Я опомнился в лифте, нажав кнопку первого этажа и с облегчением думая о том, что и падение порой бывает спасительным. Зато теперь они меня не догонят. Я вовремя исчез, пропал без вести. Лишь в тесной клети лифта я свободен. Пружинистый толчок — меня земля встречает, теперь шмыгнуть из подъезда, вот и дверца раздвинулась, створки свободы, там стоят двое штатских с дежурными улыбками на дежурных лицах, и один уже делает знак рукой, указывая на тапочки, оставшиеся на ногах.
Куда меня приглашают? За что? Не уноси из дома чужое…
Сухарев скорее услышал, нежели почувствовал, как его горящие пятки сделали поворот налево, с прищелком безразмерных каблуков, следом повернулся и корпус, заработали голосовые связки.
— Товарищ полковник, — доложил он по-молодому четко. — Я не успел представиться, Сухарев Иван Данилович, собственной персоной перед вами. Я только что из Намюра, там живет моя бабушка Жюли, я хотел бы увеличить ее портрет…
— Ну и конспирация, — Куницын оглушительно рассмеялся, уходя от прямого ответа. — Недаром говорят: мир тесен. Все мы из одной большой деревни. Разрешите еще раз приветствовать вас на московской земле, Иван Данилович, — и первым руку протянул, принятую Сухаревым с явным облегчением.

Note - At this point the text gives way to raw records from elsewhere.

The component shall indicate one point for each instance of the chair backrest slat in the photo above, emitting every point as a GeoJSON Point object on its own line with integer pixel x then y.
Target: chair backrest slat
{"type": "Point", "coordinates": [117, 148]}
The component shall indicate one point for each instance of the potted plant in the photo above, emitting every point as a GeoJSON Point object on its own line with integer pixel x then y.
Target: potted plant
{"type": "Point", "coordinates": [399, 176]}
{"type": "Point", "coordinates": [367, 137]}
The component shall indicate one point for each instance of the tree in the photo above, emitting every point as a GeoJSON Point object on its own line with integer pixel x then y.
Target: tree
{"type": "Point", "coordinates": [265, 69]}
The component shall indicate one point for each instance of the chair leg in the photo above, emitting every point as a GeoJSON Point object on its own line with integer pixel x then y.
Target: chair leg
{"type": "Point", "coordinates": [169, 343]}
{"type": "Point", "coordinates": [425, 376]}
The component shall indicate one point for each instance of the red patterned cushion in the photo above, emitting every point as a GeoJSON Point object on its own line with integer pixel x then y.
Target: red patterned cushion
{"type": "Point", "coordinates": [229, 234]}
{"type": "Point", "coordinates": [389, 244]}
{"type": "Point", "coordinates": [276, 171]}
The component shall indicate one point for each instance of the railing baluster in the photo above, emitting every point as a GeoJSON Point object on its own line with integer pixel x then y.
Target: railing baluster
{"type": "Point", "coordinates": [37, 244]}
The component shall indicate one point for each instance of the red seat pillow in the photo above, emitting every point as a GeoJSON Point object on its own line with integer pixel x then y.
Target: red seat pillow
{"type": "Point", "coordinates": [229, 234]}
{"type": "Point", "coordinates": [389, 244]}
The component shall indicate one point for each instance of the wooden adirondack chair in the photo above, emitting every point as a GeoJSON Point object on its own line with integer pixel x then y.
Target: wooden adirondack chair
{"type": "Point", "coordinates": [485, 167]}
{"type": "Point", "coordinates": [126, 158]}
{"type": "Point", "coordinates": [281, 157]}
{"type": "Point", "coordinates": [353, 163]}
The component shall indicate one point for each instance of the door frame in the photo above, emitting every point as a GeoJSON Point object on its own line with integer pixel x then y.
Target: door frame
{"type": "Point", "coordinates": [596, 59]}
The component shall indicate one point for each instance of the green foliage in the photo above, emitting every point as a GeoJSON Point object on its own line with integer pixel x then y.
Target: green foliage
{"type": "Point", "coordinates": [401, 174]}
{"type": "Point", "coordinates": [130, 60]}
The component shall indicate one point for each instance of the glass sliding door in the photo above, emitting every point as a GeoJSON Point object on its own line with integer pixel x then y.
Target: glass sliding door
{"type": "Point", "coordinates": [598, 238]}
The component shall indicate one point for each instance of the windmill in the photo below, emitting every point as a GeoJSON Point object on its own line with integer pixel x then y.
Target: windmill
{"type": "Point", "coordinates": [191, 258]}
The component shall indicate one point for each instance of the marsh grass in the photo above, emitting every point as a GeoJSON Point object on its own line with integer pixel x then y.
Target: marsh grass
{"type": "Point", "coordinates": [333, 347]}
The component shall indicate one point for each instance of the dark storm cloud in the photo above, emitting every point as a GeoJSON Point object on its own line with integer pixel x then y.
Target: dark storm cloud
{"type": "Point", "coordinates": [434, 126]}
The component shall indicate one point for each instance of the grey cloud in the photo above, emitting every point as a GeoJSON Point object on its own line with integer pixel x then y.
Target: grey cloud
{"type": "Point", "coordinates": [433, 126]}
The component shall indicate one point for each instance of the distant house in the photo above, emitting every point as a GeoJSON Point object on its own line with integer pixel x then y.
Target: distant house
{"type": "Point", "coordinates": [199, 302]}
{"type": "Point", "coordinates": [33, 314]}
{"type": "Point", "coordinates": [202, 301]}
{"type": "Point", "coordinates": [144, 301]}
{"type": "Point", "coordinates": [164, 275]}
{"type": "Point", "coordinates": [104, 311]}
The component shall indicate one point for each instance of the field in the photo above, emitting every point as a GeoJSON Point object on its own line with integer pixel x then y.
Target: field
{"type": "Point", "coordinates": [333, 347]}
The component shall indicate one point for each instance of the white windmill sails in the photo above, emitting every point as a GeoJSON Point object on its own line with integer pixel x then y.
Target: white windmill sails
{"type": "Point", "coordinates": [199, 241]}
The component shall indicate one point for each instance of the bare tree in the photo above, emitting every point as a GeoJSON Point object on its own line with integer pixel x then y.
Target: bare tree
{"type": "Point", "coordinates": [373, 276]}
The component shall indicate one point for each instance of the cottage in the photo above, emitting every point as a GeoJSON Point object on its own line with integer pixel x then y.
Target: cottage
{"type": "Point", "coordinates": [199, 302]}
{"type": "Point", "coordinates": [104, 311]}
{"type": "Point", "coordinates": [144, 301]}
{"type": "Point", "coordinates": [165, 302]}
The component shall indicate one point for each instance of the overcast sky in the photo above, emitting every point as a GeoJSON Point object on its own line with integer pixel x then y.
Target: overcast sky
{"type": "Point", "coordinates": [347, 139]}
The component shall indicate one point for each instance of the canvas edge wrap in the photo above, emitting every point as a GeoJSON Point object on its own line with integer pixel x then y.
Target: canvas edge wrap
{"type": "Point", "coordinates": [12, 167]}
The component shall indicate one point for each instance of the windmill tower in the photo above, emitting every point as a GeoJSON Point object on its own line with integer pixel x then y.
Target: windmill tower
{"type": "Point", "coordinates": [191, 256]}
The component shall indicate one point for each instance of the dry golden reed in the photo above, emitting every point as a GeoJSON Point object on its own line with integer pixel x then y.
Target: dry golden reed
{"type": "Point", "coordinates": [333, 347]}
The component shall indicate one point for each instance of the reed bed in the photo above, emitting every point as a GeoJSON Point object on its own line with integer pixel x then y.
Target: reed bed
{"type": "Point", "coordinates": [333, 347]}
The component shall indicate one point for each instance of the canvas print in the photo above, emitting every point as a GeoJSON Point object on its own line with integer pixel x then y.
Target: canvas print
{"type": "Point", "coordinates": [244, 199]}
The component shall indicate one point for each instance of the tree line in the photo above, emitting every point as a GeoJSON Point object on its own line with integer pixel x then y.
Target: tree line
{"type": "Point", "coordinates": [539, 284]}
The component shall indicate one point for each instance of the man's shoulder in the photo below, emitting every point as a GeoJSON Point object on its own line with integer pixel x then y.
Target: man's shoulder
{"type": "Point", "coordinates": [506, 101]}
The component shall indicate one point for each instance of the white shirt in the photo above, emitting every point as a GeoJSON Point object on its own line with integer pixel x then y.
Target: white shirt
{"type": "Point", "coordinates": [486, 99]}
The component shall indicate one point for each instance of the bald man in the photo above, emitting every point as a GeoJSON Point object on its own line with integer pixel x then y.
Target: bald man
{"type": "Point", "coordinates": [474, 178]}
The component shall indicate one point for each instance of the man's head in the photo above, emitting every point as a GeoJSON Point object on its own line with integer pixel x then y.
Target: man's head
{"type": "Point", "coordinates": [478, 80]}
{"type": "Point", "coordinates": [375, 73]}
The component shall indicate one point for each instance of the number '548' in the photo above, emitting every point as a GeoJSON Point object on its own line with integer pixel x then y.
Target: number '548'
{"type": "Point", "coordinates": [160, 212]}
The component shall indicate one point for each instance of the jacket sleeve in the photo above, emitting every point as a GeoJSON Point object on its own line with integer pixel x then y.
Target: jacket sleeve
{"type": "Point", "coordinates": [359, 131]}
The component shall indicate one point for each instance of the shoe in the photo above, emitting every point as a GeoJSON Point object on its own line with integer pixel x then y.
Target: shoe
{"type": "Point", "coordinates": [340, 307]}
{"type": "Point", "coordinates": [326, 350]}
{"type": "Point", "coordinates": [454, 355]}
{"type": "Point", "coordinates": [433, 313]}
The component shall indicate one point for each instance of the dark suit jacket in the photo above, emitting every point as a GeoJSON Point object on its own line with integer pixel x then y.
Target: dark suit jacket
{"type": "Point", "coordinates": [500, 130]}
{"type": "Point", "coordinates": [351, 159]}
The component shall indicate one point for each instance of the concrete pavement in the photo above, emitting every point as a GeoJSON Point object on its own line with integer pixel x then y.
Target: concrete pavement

Маргарита Александровна непонятливо наблюдала за этим церемонным рукопожатием, пока в глазах не вспыхнул блеск догадки.
— Так это вы? — спросила она. — И сразу не пожелали признаться…
Сухарев не был подготовлен к такому упреку, хотя сделал все для того, чтобы заслужить его. Однако пятки знали свое дело, с прихлопом развернувшись в сторону прекрасной Маргариты.
Я первым начал свой высокопарный монолог, в котором слово «вина» рифмовалась со словом «непреднамеренность», а Поль с Игорем. Куда ж теперь деваться?
Маргарита Александровна пыталась остановить его прощающим движением пальцев:
— Вам не надо оправдываться, но ради бога: кто такой Поль? Где же вы, Иван Данилович?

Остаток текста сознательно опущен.